Donut, who’d arrived at his lookout nearly an hour earlier, was certain he was about to witness a midair collision. He had the wherewithal to pull his phone from his pocket and shoot video. Just a few hundred yards away, the helicopter pilot banked hard, then harder still. The Skycrane dived deep into the V-shaped valley, its nose still
pointed directly toward the ground. Sixty, fifty, forty feet from the rocks.

I’m about to pick up a body
, Donut thought. The helicopter’s blades
thwapped
the air as the pilot pulled out of the maneuver and the DC-10 blasted overhead. Rotor wash kicked up plumes of dust as the helicopter pilot pulled the ship’s belly parallel to the slope and regained control near the bottom of the gulch.

The DC-10 never altered its course. A moment after passing above the Skycrane, the pilot opened the bay doors and dropped an 11,119-gallon strip of retardant across the valley floor between Donut and the strap of flames that Steed had warned him about earlier that day. The safety buffer was comforting, but Donut was still shaken up.

On the ridge, Scott thumbed out another text to Heather.

“We just watched a DC-10 slurry bomber almost collide midair with a Sikorsky helicopter!”

“Holy hell! That certainly would have made the news,” Heather replied.


Watching two multi-million-dollar aircraft
nearly smack into each other stood out as ten seconds of terror in Donut’s otherwise slow afternoon. He’d picked a trigger point—if the fire hit a drainage about a quarter-mile away, Donut would flee—and listened to Marsh and Steed chatter about the aircraft’s near disaster and the chaos unfolding at the fire’s head.

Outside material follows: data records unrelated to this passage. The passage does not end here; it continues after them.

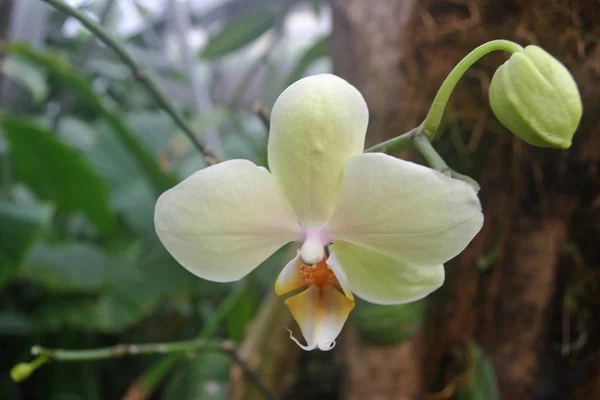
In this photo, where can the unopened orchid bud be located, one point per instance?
(21, 371)
(536, 98)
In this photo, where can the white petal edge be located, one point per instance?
(382, 280)
(223, 221)
(317, 124)
(406, 211)
(321, 314)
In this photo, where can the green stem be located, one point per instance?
(137, 72)
(434, 117)
(184, 346)
(392, 146)
(158, 371)
(431, 156)
(435, 161)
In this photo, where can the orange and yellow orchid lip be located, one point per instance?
(322, 308)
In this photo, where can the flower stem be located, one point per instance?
(434, 117)
(137, 72)
(399, 143)
(435, 161)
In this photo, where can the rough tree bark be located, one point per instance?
(538, 203)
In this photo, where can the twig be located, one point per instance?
(435, 161)
(45, 355)
(399, 143)
(252, 375)
(121, 350)
(138, 74)
(155, 374)
(65, 99)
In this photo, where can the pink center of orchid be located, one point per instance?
(314, 241)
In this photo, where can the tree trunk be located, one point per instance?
(512, 290)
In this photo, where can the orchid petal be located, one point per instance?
(335, 265)
(405, 211)
(321, 314)
(383, 280)
(224, 220)
(289, 278)
(317, 124)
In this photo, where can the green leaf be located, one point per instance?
(320, 48)
(21, 224)
(15, 323)
(30, 77)
(57, 172)
(239, 32)
(127, 288)
(62, 71)
(242, 314)
(70, 267)
(389, 324)
(482, 384)
(204, 377)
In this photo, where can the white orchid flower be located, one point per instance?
(368, 224)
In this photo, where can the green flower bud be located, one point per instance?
(21, 371)
(536, 98)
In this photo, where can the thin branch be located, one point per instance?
(45, 355)
(137, 72)
(423, 145)
(157, 372)
(65, 99)
(121, 350)
(399, 143)
(252, 375)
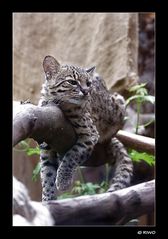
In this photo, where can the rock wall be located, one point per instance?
(107, 40)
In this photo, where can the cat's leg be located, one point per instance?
(76, 156)
(123, 166)
(49, 165)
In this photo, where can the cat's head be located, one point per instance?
(67, 83)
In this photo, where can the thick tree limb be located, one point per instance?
(138, 142)
(48, 124)
(105, 209)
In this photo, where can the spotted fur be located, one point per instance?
(95, 115)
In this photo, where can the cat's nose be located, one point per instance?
(85, 91)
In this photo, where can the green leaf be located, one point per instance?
(137, 87)
(36, 171)
(138, 156)
(149, 98)
(32, 151)
(142, 91)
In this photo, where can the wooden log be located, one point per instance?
(115, 208)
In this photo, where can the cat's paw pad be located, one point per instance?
(63, 183)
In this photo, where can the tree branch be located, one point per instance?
(48, 124)
(105, 209)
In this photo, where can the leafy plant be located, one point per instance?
(85, 189)
(24, 146)
(140, 96)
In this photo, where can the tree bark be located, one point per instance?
(48, 124)
(115, 208)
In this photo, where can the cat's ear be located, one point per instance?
(91, 70)
(51, 66)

Donut ate his Beef Stew MRE for lunch, not bothering to use the chemical heater to warm the meal in the day’s excessive heat. He sat just below the top of the blanched knoll. The winds blew at his back, where the long valley funneled the breeze rising off the desert floor to the north. But outside the valley’s microcosm, the terrain shaped the winds differently. At around 1
P.M
., the dominant breeze over the fire began shifting to the east, and after burning four of the seven buildings at Double Bar A Ranch, the flames took a hard right. The fire’s head now spread directly toward Highway 89 and the houses in Peeples Valley. Roy Hall’s management team was already talking about
shutting down the highway and using it as a line to burn off. None of the smaller residential roads seemed to be holding.

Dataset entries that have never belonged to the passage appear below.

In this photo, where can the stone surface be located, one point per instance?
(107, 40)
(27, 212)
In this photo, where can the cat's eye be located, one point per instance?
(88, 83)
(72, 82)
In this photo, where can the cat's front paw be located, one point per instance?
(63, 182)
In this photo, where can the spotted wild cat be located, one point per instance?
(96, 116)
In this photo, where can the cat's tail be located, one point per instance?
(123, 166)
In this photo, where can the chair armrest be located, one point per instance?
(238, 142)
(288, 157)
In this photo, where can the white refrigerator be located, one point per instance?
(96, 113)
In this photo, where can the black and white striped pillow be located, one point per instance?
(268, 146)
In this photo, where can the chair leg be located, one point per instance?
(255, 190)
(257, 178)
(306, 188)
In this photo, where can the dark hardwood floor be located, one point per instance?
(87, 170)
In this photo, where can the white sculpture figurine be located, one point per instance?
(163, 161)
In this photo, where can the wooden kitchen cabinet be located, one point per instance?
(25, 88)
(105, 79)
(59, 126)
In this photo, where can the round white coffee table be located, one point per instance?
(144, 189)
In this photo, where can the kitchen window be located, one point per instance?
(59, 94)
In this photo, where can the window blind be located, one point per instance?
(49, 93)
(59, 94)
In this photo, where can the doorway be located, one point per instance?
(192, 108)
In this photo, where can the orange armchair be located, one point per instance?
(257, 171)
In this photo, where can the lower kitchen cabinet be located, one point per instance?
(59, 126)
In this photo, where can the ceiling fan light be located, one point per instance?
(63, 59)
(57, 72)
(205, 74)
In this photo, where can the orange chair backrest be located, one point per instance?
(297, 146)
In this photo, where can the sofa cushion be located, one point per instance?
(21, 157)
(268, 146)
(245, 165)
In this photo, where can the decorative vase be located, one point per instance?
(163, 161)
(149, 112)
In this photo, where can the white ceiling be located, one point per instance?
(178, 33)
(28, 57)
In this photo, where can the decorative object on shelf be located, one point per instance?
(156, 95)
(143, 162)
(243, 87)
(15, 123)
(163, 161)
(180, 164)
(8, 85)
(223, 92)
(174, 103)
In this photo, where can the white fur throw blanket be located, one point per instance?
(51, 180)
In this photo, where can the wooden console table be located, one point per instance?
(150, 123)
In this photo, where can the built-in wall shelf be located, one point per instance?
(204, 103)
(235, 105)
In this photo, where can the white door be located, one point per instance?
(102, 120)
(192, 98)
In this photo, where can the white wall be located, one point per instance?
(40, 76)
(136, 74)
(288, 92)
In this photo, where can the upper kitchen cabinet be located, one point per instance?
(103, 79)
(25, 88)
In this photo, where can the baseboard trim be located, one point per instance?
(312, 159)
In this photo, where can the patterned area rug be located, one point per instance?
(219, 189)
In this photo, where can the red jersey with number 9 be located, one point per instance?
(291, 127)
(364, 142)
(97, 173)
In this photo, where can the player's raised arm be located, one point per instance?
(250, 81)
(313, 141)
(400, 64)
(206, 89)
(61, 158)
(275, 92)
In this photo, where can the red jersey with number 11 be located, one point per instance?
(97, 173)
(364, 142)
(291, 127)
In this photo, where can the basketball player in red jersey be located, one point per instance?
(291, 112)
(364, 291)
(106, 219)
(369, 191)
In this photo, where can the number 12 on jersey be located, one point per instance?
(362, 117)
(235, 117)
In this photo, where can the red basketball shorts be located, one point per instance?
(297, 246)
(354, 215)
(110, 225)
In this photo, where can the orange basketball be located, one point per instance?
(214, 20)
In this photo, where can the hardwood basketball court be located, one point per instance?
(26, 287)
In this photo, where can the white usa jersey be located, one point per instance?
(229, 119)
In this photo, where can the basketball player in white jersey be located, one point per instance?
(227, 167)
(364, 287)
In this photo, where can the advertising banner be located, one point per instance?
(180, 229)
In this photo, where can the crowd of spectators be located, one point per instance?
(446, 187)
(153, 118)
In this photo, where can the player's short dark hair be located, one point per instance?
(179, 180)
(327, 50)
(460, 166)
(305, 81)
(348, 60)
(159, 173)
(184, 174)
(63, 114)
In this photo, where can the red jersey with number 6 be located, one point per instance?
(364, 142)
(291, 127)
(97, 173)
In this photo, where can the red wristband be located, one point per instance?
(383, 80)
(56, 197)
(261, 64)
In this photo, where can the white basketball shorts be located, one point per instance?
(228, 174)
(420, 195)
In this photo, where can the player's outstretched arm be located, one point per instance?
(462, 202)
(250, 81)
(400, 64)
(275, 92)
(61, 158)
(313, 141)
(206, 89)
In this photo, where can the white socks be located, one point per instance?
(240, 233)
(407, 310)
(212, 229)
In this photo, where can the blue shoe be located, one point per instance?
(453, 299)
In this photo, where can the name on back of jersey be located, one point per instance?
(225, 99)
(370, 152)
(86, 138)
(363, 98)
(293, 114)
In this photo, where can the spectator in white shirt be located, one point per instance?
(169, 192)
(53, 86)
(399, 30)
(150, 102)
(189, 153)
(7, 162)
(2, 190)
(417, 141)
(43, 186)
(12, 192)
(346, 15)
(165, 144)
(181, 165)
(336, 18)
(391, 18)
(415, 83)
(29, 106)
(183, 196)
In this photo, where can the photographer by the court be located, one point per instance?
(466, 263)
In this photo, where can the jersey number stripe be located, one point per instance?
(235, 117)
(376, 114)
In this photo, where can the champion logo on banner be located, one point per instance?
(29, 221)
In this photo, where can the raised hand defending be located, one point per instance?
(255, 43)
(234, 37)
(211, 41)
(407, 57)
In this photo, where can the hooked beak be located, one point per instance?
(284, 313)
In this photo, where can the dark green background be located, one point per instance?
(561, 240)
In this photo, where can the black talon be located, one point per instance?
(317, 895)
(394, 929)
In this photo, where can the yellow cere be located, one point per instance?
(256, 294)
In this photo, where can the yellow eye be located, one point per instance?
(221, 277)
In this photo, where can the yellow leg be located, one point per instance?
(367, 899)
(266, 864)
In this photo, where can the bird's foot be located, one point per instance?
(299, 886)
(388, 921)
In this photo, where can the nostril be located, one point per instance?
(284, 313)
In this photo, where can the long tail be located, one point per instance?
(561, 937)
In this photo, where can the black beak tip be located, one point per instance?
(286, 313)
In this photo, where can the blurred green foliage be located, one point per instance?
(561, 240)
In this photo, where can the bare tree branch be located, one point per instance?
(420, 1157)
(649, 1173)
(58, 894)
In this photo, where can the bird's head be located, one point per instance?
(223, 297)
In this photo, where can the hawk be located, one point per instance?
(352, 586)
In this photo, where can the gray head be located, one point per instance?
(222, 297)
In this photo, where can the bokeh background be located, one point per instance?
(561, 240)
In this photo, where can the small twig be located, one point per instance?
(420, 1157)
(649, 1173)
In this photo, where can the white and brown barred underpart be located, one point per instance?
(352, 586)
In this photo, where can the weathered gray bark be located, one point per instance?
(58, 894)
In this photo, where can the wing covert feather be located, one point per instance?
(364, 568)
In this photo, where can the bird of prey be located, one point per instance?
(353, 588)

From the ridgetop, Marsh could see the fire’s development, but in the valley, Donut couldn’t. Donut’s job was simple: In the event that a spot fire appeared beneath Granite Mountain’s midslope line, he was to warn Steed and the crew. No spots had. As the crew ate their lunches on the ridge that formed the valley’s northwestern boundary, Donut watched the strap of fire now backing toward Yarnell on the opposite ridge. The flank hadn’t advanced more than fifty feet in the hour since Donut had been at his lookout, but the twitchy way the flames moved was fascinating. Rather than a steady creep, they throbbed in temperamental pulses.

One moment, the black edge was calm—almost no smoke at all. The next, the embers glowing at the trunk of a scrub oak warmed the lower branches, and in a flash of flame the whole bush combusted as if torched by a lighter. Then, just as quickly as the little conflagration had come, the flash smoldered. The effect was biblical.

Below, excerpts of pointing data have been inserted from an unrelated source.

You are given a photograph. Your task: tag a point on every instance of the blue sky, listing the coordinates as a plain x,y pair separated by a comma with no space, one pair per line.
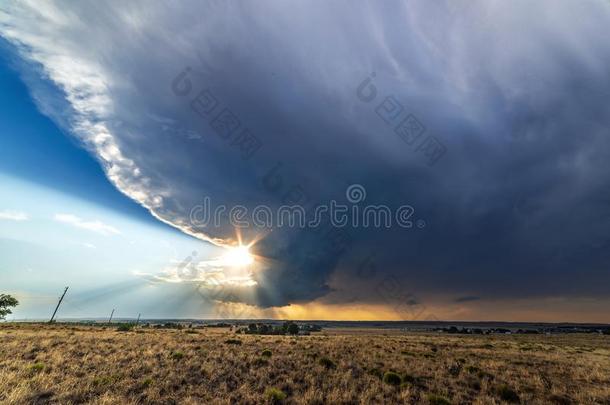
117,120
62,223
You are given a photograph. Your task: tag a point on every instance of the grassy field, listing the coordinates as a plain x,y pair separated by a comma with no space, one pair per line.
77,364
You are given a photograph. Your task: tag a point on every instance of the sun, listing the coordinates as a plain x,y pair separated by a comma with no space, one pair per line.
237,257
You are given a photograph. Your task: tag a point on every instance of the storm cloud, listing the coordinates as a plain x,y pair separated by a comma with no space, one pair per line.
271,103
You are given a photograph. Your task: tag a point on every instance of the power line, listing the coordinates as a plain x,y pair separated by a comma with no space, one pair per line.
58,304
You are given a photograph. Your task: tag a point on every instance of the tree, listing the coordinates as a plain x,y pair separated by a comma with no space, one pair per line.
6,302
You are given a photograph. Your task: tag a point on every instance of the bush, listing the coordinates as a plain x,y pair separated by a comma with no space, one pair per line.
409,379
6,302
177,355
125,327
260,362
392,378
437,400
507,394
473,369
327,363
375,372
275,395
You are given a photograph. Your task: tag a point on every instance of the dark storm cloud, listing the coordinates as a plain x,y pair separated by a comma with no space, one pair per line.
516,92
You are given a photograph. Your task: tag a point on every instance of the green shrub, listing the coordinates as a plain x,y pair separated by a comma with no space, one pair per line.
177,355
274,395
327,363
408,378
507,394
125,327
473,369
260,362
375,372
435,399
392,378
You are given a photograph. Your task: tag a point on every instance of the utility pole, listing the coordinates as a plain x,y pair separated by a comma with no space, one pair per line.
58,304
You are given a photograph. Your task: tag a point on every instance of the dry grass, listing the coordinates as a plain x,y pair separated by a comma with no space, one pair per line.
76,364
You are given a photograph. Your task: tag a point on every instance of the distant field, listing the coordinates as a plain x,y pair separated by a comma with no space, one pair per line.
76,364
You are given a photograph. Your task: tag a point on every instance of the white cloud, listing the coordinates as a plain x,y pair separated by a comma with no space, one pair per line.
95,226
14,215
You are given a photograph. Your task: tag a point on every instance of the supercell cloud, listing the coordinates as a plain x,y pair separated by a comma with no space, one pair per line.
255,103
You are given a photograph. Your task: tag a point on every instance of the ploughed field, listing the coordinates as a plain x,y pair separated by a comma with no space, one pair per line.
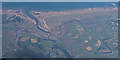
84,33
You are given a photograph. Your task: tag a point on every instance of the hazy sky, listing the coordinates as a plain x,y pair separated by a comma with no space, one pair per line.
60,0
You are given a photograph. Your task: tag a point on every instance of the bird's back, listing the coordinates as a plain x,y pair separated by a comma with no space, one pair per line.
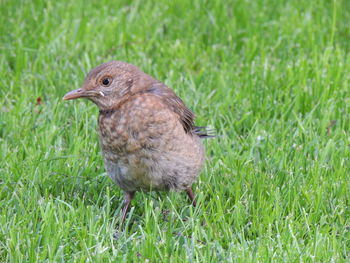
147,145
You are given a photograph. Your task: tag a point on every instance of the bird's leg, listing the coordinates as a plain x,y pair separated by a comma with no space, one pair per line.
191,196
128,196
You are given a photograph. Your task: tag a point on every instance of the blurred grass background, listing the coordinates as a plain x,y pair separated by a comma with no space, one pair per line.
271,76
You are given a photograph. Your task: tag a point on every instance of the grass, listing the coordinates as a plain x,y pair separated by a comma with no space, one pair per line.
271,76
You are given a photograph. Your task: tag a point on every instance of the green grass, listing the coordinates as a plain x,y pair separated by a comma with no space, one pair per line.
272,77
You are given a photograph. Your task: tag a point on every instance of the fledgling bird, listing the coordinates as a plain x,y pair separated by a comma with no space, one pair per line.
147,134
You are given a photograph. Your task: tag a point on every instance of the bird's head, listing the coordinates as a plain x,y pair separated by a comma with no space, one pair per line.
110,83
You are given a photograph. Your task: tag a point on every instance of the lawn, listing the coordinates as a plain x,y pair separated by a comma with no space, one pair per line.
272,77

As part of Donut’s job to keep an eye on the fire, he “slung weather” at the top of every hour with a paperback-size kit every lookout carries in his or her line gear. At 1:50, he pulled out a thermometer on a small chain. Over the thermometer’s bulb was a cloth wick. Donut dipped the cloth into his water bottle. Wetting the cloth provided both temperature and humidity readings. Then he held the end of the chain at arm’s length and swung the thermometer in a circle for a timed minute.

Donut scratched the readings into a log used to keep track of hourly weather changes. “Cloud build up SW,” he wrote. Out over the desert, Donut could see small, white puffs of clouds starting to pull together into thunderstorms. Then he finished the entry: “104 degrees, 10 percent humidity, 5–10 m.p.h. with gusts of 15 from the south.”